- Official DVD cover
- Directed by: John Hough
- Written by: Douglas Clegg (novel) Randall Frakes
- Produced by: Brian R. Etting
- Starring: Patsy Kensit Patrick Muldoon Damian Chapa Amy Locane
- Cinematography: Jacques Haitkin
- Music by: Harry Manfredini
- Distributed by: Artisan Entertainment
- Release date: March 26, 2001; (Finland)
- Running time: 92 minutes
- Country: United States
- Language: English

= Bad Karma (2001 film) =

Bad Karma is a 2001 film directed by John Hough. Patsy Kensit stars as a mental patient who believes she is the reincarnated lover of Jack the Ripper, and that her psychiatrist (Patrick Muldoon) is the reincarnated mass murderer. Damian Chapa and Amy Locane are also in the film, which is adapted by Randall Frakes from the 1997 Douglas Clegg novel of the same name.

==Plot==
A female mental patient (Patsy Kensit) believing she is the reincarnated soul mate of Jack the Ripper, terrorizes her psychiatrist (Patrick Muldoon), whom she believes is her reincarnated lover.

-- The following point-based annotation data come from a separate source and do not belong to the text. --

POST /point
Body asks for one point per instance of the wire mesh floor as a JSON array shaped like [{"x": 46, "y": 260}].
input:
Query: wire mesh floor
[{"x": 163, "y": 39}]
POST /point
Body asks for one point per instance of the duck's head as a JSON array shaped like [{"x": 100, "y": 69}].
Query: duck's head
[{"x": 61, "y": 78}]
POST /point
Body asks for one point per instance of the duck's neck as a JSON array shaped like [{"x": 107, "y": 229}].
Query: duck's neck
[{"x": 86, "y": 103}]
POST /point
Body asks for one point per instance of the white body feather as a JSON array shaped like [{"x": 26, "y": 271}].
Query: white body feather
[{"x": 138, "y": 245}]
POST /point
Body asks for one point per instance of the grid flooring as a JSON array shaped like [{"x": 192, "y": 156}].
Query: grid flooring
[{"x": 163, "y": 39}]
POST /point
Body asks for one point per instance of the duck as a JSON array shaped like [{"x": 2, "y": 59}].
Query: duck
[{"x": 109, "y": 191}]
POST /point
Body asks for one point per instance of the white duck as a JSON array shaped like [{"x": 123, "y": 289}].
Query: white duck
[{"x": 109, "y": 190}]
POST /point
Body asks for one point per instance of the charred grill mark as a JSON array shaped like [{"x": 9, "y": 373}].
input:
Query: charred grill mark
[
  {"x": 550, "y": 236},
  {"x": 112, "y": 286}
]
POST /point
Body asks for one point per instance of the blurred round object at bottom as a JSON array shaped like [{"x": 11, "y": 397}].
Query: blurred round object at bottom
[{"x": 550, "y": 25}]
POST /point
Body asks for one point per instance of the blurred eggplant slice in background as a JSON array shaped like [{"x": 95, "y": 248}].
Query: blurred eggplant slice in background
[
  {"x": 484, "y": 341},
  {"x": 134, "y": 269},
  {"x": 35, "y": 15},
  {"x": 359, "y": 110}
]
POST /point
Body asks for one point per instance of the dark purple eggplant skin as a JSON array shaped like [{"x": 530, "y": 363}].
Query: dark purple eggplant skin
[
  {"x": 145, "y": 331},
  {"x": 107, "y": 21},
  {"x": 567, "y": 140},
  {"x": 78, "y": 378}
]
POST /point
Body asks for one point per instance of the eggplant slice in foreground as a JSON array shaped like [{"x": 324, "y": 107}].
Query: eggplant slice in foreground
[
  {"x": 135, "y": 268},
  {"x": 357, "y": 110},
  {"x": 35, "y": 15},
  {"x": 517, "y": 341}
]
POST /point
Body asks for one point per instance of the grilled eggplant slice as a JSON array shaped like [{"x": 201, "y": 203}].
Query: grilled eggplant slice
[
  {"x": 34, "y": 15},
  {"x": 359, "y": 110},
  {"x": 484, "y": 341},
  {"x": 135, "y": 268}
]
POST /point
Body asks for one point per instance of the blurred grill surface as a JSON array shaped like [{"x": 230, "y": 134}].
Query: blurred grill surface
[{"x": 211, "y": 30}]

Determined to find her man, and willing to use her sensuality to get to him, she breaks out of the mental institution and is determined to, at any cost, free him of his wife (Amy Locane) and young daughter to restart their previous work as mass murderers, and lovers.

==Production==
===Filming===
The film was released as Hell's Gate in the United States and was filmed on location in Galway, Ireland. The nude scenes of Amy Huberman's character were actually performed by Zoe Paul.

==Release==
===Home media===
The film was released on DVD on July 23, 2002, on Region 1 in English.